The Twin Cities are used to weathering storms. With its wintery weather, the Twin Cities have seen their fair share of cold winds blowing in, but a global pandemic and rising violent crime rates are a whole different issue.
Luckily, the cities’ real estate market did manage to weather these new storms, turning in a banner year in 2020, and enter 2021 as strong as it has looked in years. Although the downtown area of Minneapolis is still struggling to attract buyers, the Twin Cities had themselves a 2020 real estate year for the books.
In 2020, the housing market broke numerous records in Minneapolis and St. Paul. According to the Star Tribune, home sales rose by 8%, the luxury real estate market closed 25% more sales than in 2019, and houses sold 12% faster in 2020 than they did in 2019.
Real estate prices in Minneapolis have been on a consistent upward trend in recent years.
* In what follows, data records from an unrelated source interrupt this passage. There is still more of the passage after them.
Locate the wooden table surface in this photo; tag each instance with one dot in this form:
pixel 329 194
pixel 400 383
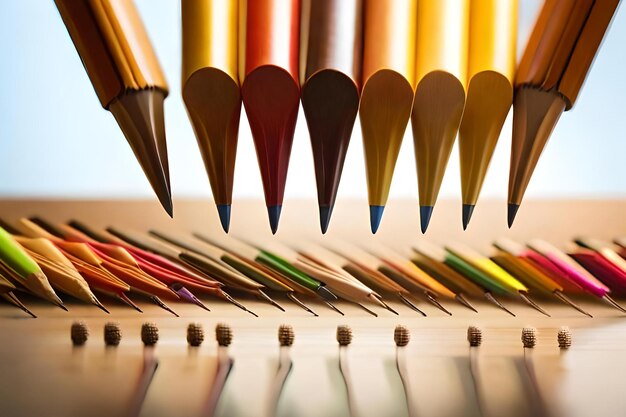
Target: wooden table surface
pixel 42 374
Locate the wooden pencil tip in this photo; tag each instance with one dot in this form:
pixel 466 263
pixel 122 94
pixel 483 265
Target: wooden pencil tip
pixel 512 212
pixel 376 215
pixel 325 213
pixel 140 117
pixel 273 213
pixel 224 212
pixel 468 209
pixel 425 213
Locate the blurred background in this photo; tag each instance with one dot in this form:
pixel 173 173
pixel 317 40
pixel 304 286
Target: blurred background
pixel 56 140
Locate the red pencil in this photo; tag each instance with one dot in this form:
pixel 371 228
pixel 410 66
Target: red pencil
pixel 271 90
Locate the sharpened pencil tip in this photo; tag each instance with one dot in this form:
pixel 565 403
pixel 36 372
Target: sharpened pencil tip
pixel 425 213
pixel 273 213
pixel 512 213
pixel 376 215
pixel 224 212
pixel 468 209
pixel 140 116
pixel 166 202
pixel 325 213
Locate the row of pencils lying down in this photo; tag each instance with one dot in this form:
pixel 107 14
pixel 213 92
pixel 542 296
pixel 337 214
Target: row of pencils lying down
pixel 42 258
pixel 448 66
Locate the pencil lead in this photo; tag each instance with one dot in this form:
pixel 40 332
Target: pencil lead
pixel 425 213
pixel 185 294
pixel 468 209
pixel 613 303
pixel 531 303
pixel 164 306
pixel 380 301
pixel 493 299
pixel 376 215
pixel 270 300
pixel 230 299
pixel 367 309
pixel 569 302
pixel 100 306
pixel 436 303
pixel 512 213
pixel 325 213
pixel 140 116
pixel 274 214
pixel 124 298
pixel 411 305
pixel 325 293
pixel 16 301
pixel 334 308
pixel 461 299
pixel 301 304
pixel 224 211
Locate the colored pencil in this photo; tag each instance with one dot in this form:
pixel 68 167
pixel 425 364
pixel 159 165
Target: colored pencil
pixel 115 49
pixel 271 90
pixel 601 268
pixel 228 262
pixel 6 292
pixel 98 278
pixel 369 262
pixel 211 90
pixel 107 257
pixel 510 257
pixel 123 254
pixel 60 271
pixel 574 271
pixel 555 63
pixel 272 261
pixel 479 261
pixel 387 95
pixel 331 50
pixel 491 67
pixel 440 73
pixel 193 271
pixel 606 250
pixel 454 262
pixel 416 277
pixel 24 270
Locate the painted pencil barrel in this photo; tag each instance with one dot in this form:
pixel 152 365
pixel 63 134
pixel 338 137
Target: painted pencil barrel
pixel 331 53
pixel 491 67
pixel 270 88
pixel 586 49
pixel 211 86
pixel 388 86
pixel 441 73
pixel 113 46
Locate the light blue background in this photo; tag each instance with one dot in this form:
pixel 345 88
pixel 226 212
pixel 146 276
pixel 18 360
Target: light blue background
pixel 56 140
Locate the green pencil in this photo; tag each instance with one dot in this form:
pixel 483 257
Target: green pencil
pixel 273 262
pixel 481 279
pixel 24 270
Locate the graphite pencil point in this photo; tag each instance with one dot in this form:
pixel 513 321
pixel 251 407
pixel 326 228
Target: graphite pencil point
pixel 376 214
pixel 273 213
pixel 140 116
pixel 224 212
pixel 425 213
pixel 512 213
pixel 468 209
pixel 325 213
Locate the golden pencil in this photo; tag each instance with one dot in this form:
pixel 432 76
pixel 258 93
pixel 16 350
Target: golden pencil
pixel 491 66
pixel 440 72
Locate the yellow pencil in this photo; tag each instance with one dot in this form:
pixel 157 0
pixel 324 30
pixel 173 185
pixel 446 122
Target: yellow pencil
pixel 491 65
pixel 387 95
pixel 440 72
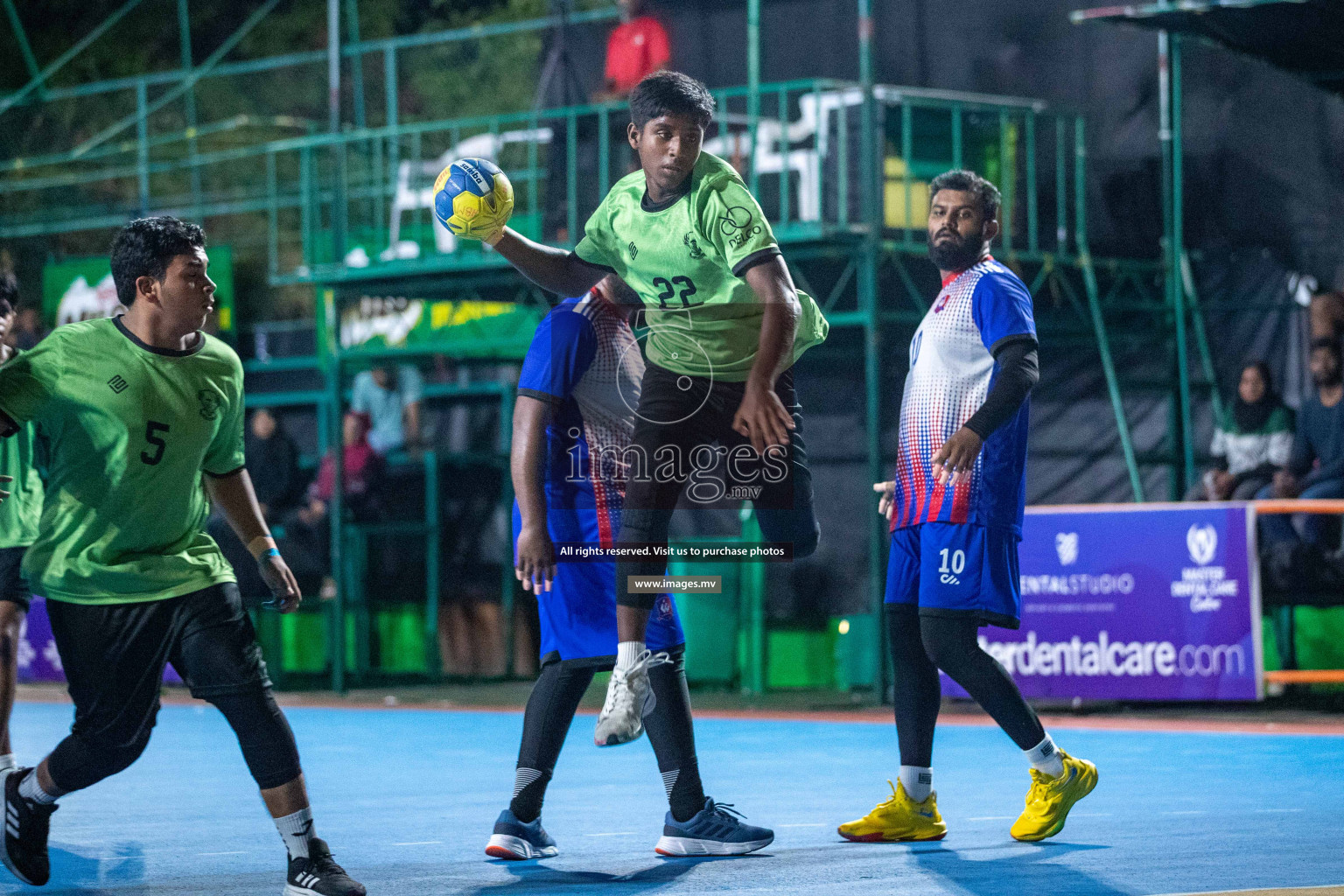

In less than 5 years, the median sale price in Minneapolis went up massively.
According to the same market report by Redfin, in February of 2016, the median sales price of a home in Minneapolis was just above $192,000. This shows the steady increase the market has been making, resulting in the peak that was 2020.
One of the reasons for the real estate boom was the pent-up demand. Shelter in place orders in Minnesota throughout April and May led to the usually busy Spring months being quiet. Particularly May was uncharacteristically inactive in 2020, with Redfin reporting a 26% decrease in year over year sales this May. But this led to a more active market for the whole rest of the year.
While April, May, and June were likely impacted by the pandemic keeping the cities closed down, the entire rest of the year had sales volumes that were uncharacteristically high compared to previous years. The pandemic pushed the surge months further back into the year, but it didn’t stop the surge from happening.
Another factor that contributed to the swelling of the price and the surging of the market is a lack of supply compared to the high demand. According to a report by Minneapolis Area Realtors, the number of listings was up this year by 0.1%. However, the number of buyer purchases was up 7.7%.
With buyers being much more active than normal, and sellers pretty much remaining stagnant, it is clear why inventory was impacted. According to the same report, the months of supply inventory plummeted by 47% to 0.9 months of inventory. A balanced inventory is 5-6 months. With less inventory and an increase in demand, buyers are more competitive and have fewer options, driving prices up.
The Twin Cities are the heart of Minnesota, and in 2020, a huge year of change, they managed to have maybe their best real estate year on record.
While no city doesn’t deal with the growing pains that come with more national attention and a growing population, the Twin Cities real estate market is healthy and thriving.